Scientific classification
- Domain: Eukaryota
- Kingdom: Animalia
- Phylum: Arthropoda
- Subphylum: Chelicerata
- Class: Arachnida
- Order: Araneae
- Infraorder: Araneomorphae
- Family: Araneidae
- Genus: Novaranea
- Species: N. queribunda
- Binomial name: Novaranea queribunda (Keyserling, 1887)
- Synonyms: Epeira queribunda; Epeira quaesita; Epeira laevigata; Epeira powelli; Novaranea laevigata;

= Novaranea queribunda =

- Authority: (Keyserling, 1887)
- Conservation status: NT
- Synonyms: Epeira queribunda, Epeira quaesita, Epeira laevigata, Epeira powelli, Novaranea laevigata

Species of Arachnida

Novaranea queribunda is a species of Araneidae spider that is endemic to New Zealand.

==Taxonomy==
This species was described as Epeira queribunda and Epeira quaesita in 1887 by Eugen von Keyserling from female and male specimens.
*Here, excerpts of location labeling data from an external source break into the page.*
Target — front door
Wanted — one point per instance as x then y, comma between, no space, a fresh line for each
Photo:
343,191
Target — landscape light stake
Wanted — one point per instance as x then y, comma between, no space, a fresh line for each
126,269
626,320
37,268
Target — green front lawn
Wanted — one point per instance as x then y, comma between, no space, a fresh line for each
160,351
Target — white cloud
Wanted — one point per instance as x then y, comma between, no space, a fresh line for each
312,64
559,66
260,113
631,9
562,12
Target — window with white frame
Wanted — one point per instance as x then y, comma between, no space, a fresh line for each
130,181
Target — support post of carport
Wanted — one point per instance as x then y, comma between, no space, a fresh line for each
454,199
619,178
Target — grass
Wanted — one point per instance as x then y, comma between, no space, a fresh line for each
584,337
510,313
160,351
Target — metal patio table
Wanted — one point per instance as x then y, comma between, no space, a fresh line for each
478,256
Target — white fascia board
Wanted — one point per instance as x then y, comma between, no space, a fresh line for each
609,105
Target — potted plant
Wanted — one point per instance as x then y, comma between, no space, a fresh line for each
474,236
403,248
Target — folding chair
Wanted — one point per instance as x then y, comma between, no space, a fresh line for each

It was most recently revised in 1988. It was renamed as Novaranea queribunda in 2009.

==Description==
The female is recorded at 4.3mm in length whereas the male is 6.8mm. This species abdomen has a green/yellow band dorsally, but is brown laterally and ventrally.

==Distribution==
This species is widespread in New Zealand.

==Conservation status==
Under the New Zealand Threat Classification System, this species is listed as "Not Threatened".